One time the child king went to a dove fight in some Brahmin’s house at Bamon Leikai and he stayed out carousing the whole night, forgetting to come home. My mother, the Lady Ngangbam, reported the matter to the elder prince. He set out immediately, truncheon in hand, for the Brahmin’s house by Thanga Moat. When they heard that the elder prince had come, everyone fled, scattering every which way. The child king went into hiding. I wonder, did he perhaps hide in the bed of the Brahmin’s wife? It was said that some of the slower attendants got a good beating. So that was Raja Dumbrasingh.

The consort of the elder prince Dumbrasingh was a Maid of Chongtham. She was the older sister, born right before the Lady Chongtham. So surely the Lady Chongtham must have been familiar with the palace from an early age. She must surely have met the child king, the younger brother of Dumbrasingh, her brother-in-law. Dumbrasingh’s consort, the Maid of Chongtham, died early, leaving behind three children. The widower Dumbrasingh did not take another wife for a long time. And so the Queen Mother took his children Noyonsana, Bhaskar Manisana, and Sanatombi, these three, into the palace and brought up her motherless grandchildren.
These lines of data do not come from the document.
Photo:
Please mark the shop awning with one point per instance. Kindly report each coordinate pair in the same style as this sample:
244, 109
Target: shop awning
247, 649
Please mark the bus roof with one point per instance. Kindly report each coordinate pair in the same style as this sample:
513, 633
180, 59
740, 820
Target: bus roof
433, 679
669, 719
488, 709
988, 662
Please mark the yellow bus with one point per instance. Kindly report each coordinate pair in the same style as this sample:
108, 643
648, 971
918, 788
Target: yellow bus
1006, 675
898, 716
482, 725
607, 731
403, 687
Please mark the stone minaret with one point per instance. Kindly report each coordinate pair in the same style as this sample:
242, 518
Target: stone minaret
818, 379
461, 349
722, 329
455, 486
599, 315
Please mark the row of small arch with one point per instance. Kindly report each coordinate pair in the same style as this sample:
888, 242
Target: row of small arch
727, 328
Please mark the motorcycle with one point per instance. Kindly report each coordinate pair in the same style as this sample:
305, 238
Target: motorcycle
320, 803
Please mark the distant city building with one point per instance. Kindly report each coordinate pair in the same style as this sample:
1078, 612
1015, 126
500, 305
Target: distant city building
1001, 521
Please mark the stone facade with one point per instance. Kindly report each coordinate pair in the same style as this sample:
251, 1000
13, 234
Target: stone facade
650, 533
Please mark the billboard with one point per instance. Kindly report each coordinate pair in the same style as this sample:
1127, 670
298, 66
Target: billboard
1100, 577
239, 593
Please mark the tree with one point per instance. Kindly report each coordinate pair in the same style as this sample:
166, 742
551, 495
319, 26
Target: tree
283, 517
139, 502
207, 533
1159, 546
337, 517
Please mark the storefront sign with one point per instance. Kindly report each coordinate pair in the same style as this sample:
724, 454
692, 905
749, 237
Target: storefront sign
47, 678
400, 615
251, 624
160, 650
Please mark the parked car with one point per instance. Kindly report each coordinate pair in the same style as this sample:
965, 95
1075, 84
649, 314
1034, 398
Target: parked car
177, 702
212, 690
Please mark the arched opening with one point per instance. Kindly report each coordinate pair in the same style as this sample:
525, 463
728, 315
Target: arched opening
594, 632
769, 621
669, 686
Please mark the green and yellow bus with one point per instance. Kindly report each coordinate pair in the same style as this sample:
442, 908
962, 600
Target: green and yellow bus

It was said that they even called their grandmother ‘Mother’. So Tampak might have been closer to the child king through her sister. We did not know much at the time as we were children then. It is only now that I understand this.

Of all our mothers, we were drawn most to our mother the Maid of Chongtham. What we admired most about her was her black tresses that reached below her knees. The Lady Tampak was famous in the palace for her beauty. She was fair like a champak flower, tall and well proportioned. Had she been alive today, Tampak might have been crowned a beauty queen for the Longest Tresses, Best Complexion or Shapeliest Figure.

Today my efforts have borne fruit. The inspiration my mother Tampak has given me has become the prologue to the stories of Maharaja Churachand’s vast household.